Il ritrovamento di ossa umane da parte di chi stava eseguendo dei lavori attorno alla chiesa di Casaglia nel parco storico della memoria di Monte Sole, comune di Marzabotto, chiesa-luogo simbolo dell'efferatezza nazista tra il settembre e l'ottobre del '44, solleva ora una serie di questioni. A partire dalla gestione dei poveri resti, in mano ai Carabinieri della stazione di Casalecchio per arrivare alla loro eventuale collocazione una volta cercata un'improbabile identità. Solo estraendone il Dna e confrontandolo con eventuali familiari o banche dati infatti si potrebbe risalire alla persona. Molto difficile. D'altronde nel sacrario dei martiri di Marzabotto, c'è una nicchia dove sono depositati i resti di una decina di vittime ancora senza nome.
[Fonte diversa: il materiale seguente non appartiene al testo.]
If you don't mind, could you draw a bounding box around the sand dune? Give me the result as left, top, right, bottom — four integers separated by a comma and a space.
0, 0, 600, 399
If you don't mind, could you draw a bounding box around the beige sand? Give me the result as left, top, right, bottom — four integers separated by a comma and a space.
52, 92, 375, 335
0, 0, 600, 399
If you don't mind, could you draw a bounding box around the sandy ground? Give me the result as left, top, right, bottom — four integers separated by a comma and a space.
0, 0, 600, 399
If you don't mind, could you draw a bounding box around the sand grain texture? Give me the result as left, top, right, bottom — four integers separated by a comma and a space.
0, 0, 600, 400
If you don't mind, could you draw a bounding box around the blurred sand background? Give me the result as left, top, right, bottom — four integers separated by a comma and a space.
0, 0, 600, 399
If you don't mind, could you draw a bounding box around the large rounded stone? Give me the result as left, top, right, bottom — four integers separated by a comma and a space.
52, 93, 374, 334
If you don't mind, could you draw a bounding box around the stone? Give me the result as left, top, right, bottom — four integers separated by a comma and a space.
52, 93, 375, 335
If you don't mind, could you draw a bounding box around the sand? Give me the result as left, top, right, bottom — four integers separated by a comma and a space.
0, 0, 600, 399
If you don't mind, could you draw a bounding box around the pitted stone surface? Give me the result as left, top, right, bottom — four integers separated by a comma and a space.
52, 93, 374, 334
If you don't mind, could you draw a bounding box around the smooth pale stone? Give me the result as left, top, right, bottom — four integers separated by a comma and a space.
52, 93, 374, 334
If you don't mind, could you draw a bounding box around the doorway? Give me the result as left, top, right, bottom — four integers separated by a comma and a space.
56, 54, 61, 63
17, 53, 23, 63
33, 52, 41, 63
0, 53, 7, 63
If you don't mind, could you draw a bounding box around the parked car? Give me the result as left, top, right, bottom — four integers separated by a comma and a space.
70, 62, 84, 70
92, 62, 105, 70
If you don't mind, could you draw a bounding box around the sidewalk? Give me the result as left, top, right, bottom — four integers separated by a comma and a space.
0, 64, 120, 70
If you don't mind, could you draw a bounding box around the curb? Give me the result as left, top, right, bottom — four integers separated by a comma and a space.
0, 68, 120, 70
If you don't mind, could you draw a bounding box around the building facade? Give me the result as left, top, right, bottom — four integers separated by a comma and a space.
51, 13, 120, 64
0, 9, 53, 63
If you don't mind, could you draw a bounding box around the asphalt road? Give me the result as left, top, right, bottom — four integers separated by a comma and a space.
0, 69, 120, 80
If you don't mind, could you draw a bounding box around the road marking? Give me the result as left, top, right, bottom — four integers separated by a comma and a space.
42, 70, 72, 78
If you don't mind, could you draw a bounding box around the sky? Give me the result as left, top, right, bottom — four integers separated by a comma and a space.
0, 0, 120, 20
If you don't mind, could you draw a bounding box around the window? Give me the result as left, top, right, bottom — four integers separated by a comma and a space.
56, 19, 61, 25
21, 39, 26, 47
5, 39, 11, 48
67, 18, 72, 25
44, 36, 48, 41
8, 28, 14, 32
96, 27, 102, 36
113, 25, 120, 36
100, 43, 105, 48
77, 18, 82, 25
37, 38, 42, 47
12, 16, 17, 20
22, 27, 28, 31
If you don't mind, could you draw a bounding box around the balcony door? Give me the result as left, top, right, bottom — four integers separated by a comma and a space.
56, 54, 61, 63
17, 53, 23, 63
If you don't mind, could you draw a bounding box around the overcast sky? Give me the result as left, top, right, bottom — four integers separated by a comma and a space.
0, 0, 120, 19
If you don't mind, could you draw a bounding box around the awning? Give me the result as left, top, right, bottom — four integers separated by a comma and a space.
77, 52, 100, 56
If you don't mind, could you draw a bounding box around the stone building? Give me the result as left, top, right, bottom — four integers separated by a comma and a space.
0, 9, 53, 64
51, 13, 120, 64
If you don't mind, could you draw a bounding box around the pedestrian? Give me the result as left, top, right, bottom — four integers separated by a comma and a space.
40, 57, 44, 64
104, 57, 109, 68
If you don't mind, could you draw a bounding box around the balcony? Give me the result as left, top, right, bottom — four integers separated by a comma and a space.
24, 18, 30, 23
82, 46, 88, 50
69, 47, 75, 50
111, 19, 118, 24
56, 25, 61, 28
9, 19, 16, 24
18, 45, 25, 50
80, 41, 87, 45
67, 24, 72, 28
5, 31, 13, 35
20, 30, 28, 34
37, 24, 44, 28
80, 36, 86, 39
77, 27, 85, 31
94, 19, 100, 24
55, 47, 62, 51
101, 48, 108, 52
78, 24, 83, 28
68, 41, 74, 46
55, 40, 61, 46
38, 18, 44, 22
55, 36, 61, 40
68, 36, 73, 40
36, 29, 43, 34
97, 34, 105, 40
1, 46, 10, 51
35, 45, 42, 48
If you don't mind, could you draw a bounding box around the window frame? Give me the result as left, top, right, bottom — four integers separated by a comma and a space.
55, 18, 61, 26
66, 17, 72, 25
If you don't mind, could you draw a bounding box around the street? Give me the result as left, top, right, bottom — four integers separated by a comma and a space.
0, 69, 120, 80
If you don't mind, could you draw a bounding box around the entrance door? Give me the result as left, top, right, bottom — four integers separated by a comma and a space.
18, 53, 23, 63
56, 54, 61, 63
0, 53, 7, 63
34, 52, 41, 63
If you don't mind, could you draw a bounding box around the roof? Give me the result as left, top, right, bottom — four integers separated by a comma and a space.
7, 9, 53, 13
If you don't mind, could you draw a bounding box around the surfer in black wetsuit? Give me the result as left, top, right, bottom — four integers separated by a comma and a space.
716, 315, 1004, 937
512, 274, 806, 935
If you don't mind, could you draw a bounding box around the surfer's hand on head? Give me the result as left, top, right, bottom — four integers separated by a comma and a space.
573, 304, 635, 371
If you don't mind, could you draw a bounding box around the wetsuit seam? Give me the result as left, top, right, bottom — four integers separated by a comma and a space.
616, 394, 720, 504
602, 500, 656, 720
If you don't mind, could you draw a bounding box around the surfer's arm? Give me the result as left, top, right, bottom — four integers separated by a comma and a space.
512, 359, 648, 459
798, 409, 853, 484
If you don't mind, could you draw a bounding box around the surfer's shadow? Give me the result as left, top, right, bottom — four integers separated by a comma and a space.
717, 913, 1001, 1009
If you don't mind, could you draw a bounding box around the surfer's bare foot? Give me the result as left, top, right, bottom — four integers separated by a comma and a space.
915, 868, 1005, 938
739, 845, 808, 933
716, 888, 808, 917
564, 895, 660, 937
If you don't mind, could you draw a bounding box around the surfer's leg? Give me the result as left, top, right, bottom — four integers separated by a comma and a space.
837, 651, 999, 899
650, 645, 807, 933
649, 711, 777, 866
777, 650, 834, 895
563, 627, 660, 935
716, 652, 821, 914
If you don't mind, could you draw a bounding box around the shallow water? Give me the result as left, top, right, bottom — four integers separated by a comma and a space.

In ballo entrano infatti, oltre all'autorità giudiziaria, le competenze della Regione che gestisce il Parco, quelle del Comune su cui insiste il Memoriale, quelle della Curia proprietaria del terreno del ritrovamento e quelle del Comitato per le Onoranze dei caduti che da decenni cercano di tenere viva la memoria peraltro indelebile di quei tragici avvenimenti. I dispersi del '44 sono ancora numerosi ed i resti senza identità altrettanti. Non si esclude, per questo ci saranno a breve una serie di summit tra le parti, che l'area del ritrovamento possa venire interessata da altre ricerche per appurare l'eventuale presenza di altri poveri resti.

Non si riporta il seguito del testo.